Alice in Wonderland (Tim Burton, 2010)

The best-remembered of the many adaptations of Lewis Carroll’s two “Alice” books is the animated adaptation released by the Disney Studio in 1951. Walt Disney, who worked on his version on and off for the best part of fifteen years, was renowned for his story sense: an uncanny ability to sense and solve story problems, as well as a knack judging the taste of the public. So what did he make of Alice in Wonderland as a story? Well how about:

“[I got] trapped into making Alice in Wonderland against my better judgement.”

And:

“[It was] a terrible disappointment.”

And:

“We just didn’t feel a thing, but we were forcing ourselves to do it.”

And:

“The picture was filled with weird characters.”

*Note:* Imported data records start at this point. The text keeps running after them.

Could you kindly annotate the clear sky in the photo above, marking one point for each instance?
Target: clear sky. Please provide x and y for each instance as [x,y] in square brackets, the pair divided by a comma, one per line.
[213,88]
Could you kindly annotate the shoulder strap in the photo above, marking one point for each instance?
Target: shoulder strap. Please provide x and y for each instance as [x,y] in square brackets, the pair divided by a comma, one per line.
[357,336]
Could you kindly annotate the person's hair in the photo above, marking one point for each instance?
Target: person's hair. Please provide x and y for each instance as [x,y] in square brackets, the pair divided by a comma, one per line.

Disney had realised (too late) that Carroll’s books are essentially the opposite of what a Hollywood narrative is supposed to be. They centre on a character who we never identify with on any emotional level; who embarks on her adventures without any clear purpose; and who is tormented by a series of unsympathetic characters for no clear reason. Carroll therefore breaks all the rules of conventional Hollywood narrative: that we have an emotional connection with the protagonist; that the plot unfolds through a series of events that happen for clearly outlined reasons; and that characters have clear motivations for their actions. The randomness, nonsense, and mind games of Carroll’s Wonderland are a big ask for Hollywood.